Paris, 10 mars 1848.

Excellente amie,

La date de ta lettre me fait croire que celle que je t’ai écrite le 27 février ne te sera pas parvenue. Que celle-ci te rassure, ma bonne Henriette, si ma précédente ne l'a déjà fait. Je n’ai couru aucun danger, je n’en puis courir aucun. Laissons ce point qui ne peut faire difficulté, et parlons de toi, excellente sœur.

Ton retour me semble désormais tout à fait indispensable. Peut-être même les choses sont-elles bien avancées, et un jour de retard pourrait-il désormais être funeste. Je viens de voir dans les journaux d’aujourd’hui que les sujets russes ont tous quitté Paris. Veux-tu que j’aille au-devant de toi, excellente amie ? Il est dans les devoirs du comte de te faire reconduire jusqu’à une certaine limite. Ne serait-il pas nécessaire que pour le reste du chemin un homme t’accompagnât ? Il est vrai que par ma mine et mon inexpérience, je puis à peine m’appeler un homme. Mais je suis ton frère, cela me donnera de la force. Réponds-moi immédiatement sur ce point important. Mais quelle que soit ta décision sur cette question secondaire, maintenons comme définitivement arrêté le point capital, le retour, et le retour sans délai. Il me semble maintenant que tu ne dois pas attendre le départ du consul  ; les événements qui se pressent et se préparent sont de telle nature qu’il n’y a qu’à se serrer le plus vite possible, sans compter sur quoi que ce soit. Au nom du ciel, ma bonne amie, ne me cause pas de mortelles angoisses, ne m’expose pas à une éternelle douleur. Que ferons-nous ensuite ? C’est ce que nous examinerons, chère amie. Sois persuadée que nous trouverons quelque honorable moyen d’existence. Et quand même notre état serait moins que de l’aisance, la sécurité avant tout. Je suis bien inquiet sur le mode de paiement des sommes qui te sont dues. Sans doute tu n’auras point à les emporter en espèces ; mais toutes les relations sont devenues difficiles dans le moment où nous sommes. Au nom de tout ce que tu as de plus cher, n’expose pas par des retards imprudents des intérêts plus précieux encore. Il est d’ailleurs si évident qu’il faudrait tôt ou tard, et dans un terme rapproché, en venir de force à ce parti extrême.

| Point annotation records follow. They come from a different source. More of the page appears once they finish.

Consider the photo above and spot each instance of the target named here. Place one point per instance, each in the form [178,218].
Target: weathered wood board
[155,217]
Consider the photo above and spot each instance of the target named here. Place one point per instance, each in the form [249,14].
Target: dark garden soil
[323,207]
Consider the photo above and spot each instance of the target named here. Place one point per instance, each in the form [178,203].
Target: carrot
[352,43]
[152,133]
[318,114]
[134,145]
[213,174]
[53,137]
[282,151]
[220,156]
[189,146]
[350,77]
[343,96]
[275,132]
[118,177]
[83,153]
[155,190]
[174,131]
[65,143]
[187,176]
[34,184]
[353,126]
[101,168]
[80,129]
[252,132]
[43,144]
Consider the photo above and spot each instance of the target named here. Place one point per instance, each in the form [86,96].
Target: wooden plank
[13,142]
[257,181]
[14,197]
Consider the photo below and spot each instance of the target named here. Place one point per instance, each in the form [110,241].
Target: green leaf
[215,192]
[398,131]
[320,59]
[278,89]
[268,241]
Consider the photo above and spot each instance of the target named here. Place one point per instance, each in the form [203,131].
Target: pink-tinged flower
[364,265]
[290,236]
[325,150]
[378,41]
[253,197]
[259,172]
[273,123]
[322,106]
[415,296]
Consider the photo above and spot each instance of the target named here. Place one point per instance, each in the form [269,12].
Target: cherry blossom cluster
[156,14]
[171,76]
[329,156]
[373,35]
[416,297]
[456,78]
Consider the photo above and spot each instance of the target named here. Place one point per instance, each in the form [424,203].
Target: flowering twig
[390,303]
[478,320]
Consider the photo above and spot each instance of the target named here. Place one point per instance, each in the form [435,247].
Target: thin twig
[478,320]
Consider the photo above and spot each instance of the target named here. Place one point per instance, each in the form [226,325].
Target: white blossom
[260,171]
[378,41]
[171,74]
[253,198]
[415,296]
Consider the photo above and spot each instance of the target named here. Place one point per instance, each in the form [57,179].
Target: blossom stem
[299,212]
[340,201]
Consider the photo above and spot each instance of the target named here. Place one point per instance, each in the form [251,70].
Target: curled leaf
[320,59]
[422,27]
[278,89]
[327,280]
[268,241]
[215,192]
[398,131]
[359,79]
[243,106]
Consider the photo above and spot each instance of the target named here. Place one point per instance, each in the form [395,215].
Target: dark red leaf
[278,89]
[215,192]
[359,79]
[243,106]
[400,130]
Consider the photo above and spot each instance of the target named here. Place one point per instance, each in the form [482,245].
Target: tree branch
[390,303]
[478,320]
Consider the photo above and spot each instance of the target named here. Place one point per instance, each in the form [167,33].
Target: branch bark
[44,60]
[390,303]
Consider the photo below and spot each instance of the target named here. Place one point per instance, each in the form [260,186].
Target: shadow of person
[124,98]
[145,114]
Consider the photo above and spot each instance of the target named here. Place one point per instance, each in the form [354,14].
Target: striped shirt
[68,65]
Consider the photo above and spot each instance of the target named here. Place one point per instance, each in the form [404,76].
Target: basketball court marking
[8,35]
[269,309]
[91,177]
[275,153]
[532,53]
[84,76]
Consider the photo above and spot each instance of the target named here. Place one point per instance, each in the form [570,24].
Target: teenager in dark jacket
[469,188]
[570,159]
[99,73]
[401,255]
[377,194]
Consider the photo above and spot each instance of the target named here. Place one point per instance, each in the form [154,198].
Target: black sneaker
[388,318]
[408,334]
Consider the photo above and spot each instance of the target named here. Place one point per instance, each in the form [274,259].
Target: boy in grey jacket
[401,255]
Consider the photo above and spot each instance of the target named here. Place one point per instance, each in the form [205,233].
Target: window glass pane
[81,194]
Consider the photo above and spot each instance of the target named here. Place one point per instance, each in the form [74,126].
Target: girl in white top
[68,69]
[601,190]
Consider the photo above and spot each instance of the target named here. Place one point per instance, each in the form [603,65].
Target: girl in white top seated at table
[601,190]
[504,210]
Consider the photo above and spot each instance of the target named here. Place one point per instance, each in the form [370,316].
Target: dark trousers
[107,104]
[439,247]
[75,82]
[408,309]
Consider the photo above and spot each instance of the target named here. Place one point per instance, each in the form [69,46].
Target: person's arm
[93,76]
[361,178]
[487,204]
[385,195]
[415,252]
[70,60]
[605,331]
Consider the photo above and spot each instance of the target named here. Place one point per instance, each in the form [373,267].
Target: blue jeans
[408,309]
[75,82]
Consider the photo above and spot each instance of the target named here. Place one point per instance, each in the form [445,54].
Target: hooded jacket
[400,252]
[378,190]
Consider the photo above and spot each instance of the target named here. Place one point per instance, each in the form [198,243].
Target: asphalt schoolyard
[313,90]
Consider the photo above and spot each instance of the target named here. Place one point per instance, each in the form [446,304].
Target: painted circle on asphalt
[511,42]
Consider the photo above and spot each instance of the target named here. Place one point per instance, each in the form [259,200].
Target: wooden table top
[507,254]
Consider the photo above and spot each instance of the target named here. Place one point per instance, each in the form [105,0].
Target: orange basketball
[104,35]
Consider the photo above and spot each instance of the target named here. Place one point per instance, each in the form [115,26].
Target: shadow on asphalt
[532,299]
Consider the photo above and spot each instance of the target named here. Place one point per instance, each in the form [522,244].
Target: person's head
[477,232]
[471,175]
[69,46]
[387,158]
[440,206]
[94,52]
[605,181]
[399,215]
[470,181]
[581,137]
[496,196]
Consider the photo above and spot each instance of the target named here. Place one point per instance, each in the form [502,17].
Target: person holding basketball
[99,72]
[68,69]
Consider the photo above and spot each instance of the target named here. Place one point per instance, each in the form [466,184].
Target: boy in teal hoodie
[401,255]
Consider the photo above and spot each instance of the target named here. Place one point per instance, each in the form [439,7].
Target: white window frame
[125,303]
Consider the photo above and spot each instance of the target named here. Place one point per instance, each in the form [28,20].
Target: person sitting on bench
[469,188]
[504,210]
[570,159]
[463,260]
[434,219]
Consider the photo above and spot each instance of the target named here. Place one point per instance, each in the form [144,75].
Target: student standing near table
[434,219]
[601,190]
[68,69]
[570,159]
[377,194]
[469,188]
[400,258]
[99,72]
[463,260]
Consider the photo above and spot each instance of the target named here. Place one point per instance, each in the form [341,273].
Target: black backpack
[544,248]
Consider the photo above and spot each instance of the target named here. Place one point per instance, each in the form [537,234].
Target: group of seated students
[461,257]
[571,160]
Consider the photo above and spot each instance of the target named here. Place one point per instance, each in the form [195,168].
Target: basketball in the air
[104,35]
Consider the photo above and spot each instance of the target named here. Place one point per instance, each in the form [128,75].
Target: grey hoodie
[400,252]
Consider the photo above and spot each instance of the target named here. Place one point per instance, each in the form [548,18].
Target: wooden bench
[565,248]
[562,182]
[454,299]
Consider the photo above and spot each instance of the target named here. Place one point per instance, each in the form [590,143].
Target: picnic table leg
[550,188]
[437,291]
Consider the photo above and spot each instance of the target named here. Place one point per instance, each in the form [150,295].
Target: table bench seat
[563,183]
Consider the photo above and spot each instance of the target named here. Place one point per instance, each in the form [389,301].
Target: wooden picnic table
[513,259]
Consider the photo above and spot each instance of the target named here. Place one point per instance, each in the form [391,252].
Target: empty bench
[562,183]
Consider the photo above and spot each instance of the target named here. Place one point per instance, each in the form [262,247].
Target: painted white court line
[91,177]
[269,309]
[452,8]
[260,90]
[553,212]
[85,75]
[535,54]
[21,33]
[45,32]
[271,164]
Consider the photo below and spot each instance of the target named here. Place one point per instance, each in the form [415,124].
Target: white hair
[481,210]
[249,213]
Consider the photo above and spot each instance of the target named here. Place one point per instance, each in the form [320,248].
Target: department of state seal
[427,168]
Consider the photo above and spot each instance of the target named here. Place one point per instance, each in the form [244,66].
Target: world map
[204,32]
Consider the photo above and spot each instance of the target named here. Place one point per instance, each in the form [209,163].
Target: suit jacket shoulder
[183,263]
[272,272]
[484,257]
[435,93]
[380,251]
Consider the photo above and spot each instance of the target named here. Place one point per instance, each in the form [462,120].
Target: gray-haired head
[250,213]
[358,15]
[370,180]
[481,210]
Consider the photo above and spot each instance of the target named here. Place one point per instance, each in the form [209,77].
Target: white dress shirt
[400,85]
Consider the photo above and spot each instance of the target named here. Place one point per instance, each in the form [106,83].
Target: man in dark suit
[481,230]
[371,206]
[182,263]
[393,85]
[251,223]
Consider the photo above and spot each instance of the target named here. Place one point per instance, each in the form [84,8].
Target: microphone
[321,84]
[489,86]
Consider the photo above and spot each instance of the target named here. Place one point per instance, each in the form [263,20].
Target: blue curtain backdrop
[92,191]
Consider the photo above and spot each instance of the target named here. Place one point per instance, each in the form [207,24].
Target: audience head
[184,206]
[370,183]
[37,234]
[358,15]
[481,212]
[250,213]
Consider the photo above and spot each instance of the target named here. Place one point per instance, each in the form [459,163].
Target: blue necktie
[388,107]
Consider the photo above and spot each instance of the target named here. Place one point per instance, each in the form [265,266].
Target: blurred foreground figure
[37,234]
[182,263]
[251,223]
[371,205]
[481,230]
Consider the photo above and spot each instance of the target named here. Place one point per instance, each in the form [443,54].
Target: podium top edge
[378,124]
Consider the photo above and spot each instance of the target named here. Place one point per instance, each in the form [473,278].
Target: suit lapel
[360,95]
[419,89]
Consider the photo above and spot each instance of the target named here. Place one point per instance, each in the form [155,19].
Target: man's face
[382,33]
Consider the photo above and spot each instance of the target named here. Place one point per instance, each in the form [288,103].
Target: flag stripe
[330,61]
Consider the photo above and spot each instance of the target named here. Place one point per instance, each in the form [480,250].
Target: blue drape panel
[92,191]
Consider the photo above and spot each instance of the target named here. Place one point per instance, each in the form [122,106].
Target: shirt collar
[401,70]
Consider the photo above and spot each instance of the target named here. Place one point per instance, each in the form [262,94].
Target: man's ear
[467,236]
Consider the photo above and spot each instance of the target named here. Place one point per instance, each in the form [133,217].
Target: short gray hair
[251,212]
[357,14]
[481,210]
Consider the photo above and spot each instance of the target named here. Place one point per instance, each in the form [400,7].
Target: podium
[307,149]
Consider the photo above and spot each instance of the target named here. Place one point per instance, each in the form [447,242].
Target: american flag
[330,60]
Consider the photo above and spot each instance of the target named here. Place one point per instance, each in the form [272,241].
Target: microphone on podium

Sois absolument sans inquiétude sur moi, bonne amie. Paris est dans ce moment le lieu le plus sûr de la France, peut-être du monde. Ne crains pas, je te répète, de m’appeler auprès de toi, si tu crois qu’un compagnon te soit utile ou nécessaire dans ce long et périlleux voyage. Qu’aucune considération ne t’arrête. Tu ne dérangerais même pas mes travaux : celui qui m’occupait depuis quelques mois est achevé dans ses parties essentielles, et pourrait être remis dans quelques jours. D’ailleurs, que sont de telles considérations en présence de telles circonstances ? Réponds-moi immédiatement, chère amie, je ne veux qu’un oui, parce qu’il n’y a pas de discussion possible. Adieu, peut-être à bientôt, ma bonne et bien-aimée sœur ; mon Dieu ! que de choses ! et n’en pouvoir parler ! Tu connais ma tendresse et mon dévouement sans bornes,

E. RENAN.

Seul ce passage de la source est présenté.